OTTAWA—The Comprehensive and Economic Trade Agreement (CETA) will result in significantly higher drug costs for Canadians, says a study released today by the Canadian Centre for Policy Alternatives (CCPA).

The study examines the latest revelations about the tentative trade agreement and finds it will:

  • commit Canada to creating a new system of patent term extension that will delay the entry of generic medicines by up to two years;
  • lock in Canada’s current terms of data protection, making it difficult or impossible for future governments to reverse them; and
  • implement a new right of appeal under the patent linkage system that will create further delays for the entry of generics. 

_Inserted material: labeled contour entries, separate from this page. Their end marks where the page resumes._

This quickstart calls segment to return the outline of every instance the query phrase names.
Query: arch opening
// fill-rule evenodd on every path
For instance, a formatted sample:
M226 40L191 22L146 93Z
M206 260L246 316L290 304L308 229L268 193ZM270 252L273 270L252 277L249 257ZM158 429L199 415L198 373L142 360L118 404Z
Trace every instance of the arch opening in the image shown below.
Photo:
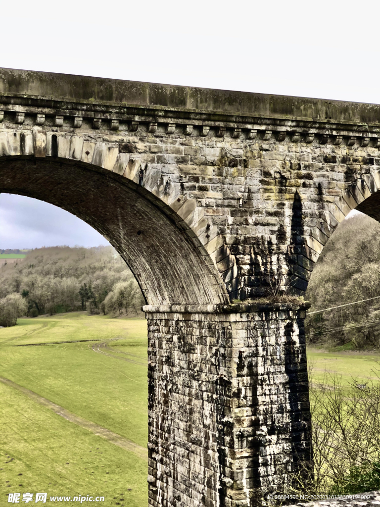
M58 157L13 156L0 162L0 192L45 201L89 224L126 262L147 304L226 302L217 270L177 226L175 214L125 180L92 164Z

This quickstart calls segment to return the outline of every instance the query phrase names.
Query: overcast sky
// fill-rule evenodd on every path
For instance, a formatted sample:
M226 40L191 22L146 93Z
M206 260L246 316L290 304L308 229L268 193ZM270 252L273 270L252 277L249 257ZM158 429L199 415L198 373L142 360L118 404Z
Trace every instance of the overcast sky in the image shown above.
M376 3L0 0L0 67L380 102ZM68 214L2 194L0 248L107 243Z

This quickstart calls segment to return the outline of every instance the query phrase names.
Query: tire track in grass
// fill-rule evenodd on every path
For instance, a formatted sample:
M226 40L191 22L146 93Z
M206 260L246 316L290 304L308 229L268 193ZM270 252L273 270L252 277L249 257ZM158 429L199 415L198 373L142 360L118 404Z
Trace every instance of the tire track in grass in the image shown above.
M99 426L98 424L96 424L91 421L88 421L87 419L84 419L83 417L81 417L80 416L73 414L69 410L63 408L63 407L57 405L46 398L44 398L43 396L40 396L39 394L34 392L33 391L30 391L29 389L26 389L26 387L23 387L22 386L19 385L18 384L16 384L16 382L13 382L12 380L10 380L9 379L0 377L0 382L21 391L36 403L50 409L57 415L60 415L61 417L63 417L64 419L69 421L70 422L72 422L82 428L85 428L94 434L97 435L98 437L101 437L102 438L105 439L106 440L108 440L111 444L117 445L126 451L129 451L130 452L134 453L139 458L141 458L147 461L148 450L147 449L145 449L145 447L135 444L132 440L129 440L128 439L125 438L125 437L118 434L117 433L113 433L113 431L110 431L106 428L104 428L103 426Z
M114 350L111 347L109 347L108 344L111 341L113 341L115 340L119 340L120 338L112 338L110 340L106 340L102 341L100 343L94 343L92 345L92 350L94 352L97 352L98 354L104 354L104 355L107 355L110 357L113 357L114 359L120 359L122 361L126 361L127 363L132 363L135 365L139 365L140 366L147 366L146 363L142 363L141 361L135 361L133 359L130 359L129 357L121 357L117 355L115 355L115 354L125 354L127 355L130 355L132 357L136 357L137 356L132 355L132 354L128 354L128 352L120 352L119 350ZM92 340L94 341L94 340ZM108 354L106 352L104 352L104 350L108 350L110 352L113 352L112 354Z

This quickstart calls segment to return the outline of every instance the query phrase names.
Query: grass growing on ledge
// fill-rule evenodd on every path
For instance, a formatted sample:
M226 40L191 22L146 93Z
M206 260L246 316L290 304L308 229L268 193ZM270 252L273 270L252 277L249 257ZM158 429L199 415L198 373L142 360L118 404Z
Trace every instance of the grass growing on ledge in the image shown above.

“On a per capita basis, Canadian drug costs are already the second highest in the world, after the United States. Under CETA, drug costs to Canadians are estimated to increase by between $850 million and $1.6 billion annually,” says Marc-André Gagnon, assistant professor in the School of Public Policy and Administration at Carleton University and one of the study’s co-authors. 

According to the study, the federal government has promised to compensate the provinces for any additional costs related to CETA. However, that simply means that instead of Canadian taxpayers paying at the provincial level, they will be paying at the federal level. Importantly, people paying for their drugs out-of-pocket or through private insurance will be hit twice—through higher drug costs and their federal taxes.

“As drug costs continue to grow, there are limited choices: restrict the choice of medicines that the provinces can offer to their citizens; place more of the burden of costs on individuals, typically the elderly and the sick; or take money out of other places in the health system thereby threatening the viability of Medicare. Canadians should not have to accept any of these choices,” says Dr. Joel Lexchin, emergency physician and professor in the School of Health Policy and Management at York University, and co-author of the study.

“While we still don’t know all the details of the CETA, one thing is clear: the agreement will seriously impact the ability of Canadians to afford quality health care,” concludes Dr. Lexchin.